Da quanto emerge, ad ogni fase
corrisponde uno stile educativo diverso, che potremmo definire
“situazionale”, capace cioè di agire competenze differenti, in ordine al
precipuo obiettivo di apprendimento che ci si trova a governare
mediante l’ausilio delle nuove tecnologie: motivazionale nella fase di
avvio; direttivo nella fase di indagine, supportivo nella fase di
sperimentazione e restitutivo nella fase di sistematizzazione. Per
introdurre le nuove tecnologie nella didattica dunque non è sufficiente
potenziare l’infrastruttura dotazionale o concentrarsi esclusivamente
sulle competenze digitali dei docenti ma bisogna sostenere ancor di più
lo spettro di competenze emergenti che si articolano in tre differenti
macroree: quelle socio-emozionali (comunicazione interpersonale,
leadership educativa, problem solving, problem setting, gestione dei
conflitti, decision making, intelligenza emotiva); quelle comunicative
(media literacy, digital literacy, media competence, communicative
competences) e quelle metodologiche (di analisi, di gestione di processi
complessi, progettuali e valutative). L’innovazione digitale a scuola
non è solo una questione di dotazione tecnologica ma si esprime prima di
tutto mediante un progetto politico e culturale che sia capace di
esprimere quale modello di scuola, e quale profilo professionale, sia
adeguato a rispondere alle sfide della scuole nel XXI secolo. Per
costruire un’idea di scuola adeguata ai tempi è necessario conoscere lo
stato dell’arte attraverso la ricostruzione di usi, fabbisogni di
formazione e pratiche agite nei contesti reali. È la metodologia che
trasforma il contenuto e le sue applicazioni, è l’uso sociale attraverso
cui le tecnologie vengono ‘naturalizzate’ e incorporate nelle nostre
routines professionali e organizzative a determinare processi di
innovazione e cambiamento. Ed è a questo bisogno di comprensione e
innovazione che vuole rispondere la ricerca-intervento[iii]

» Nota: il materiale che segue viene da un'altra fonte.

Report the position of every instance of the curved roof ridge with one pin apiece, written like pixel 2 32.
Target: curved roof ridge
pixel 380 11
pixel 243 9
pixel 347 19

condotta in convenzione tra l’Università degli Studi Link Campus
University e l’Associazione Nazionale Presidi (ANP), finalizzata a
rilevare pratiche, usi e competenze digitali diffuse nelle istituzioni
scolastiche sia per fornire una visione di sistema utile alla
definizione di ogni intervento di policy in campo educativo, sia per
offrire al management delle istituzioni educative un quadro di
conoscenza utile a definire azioni di micropolitica di istituto, perché
le tecnologie trasformano le nostre aule solo in funzione di come
sappiamo usarle.
[i] Capogna, S. (2014/b). Scuola, Università, E-learning. Una lettura sociologica. Roma: Armando.
[ii] OCSE (2013). Review of the Italian Strategy for Digital Schools.OECD.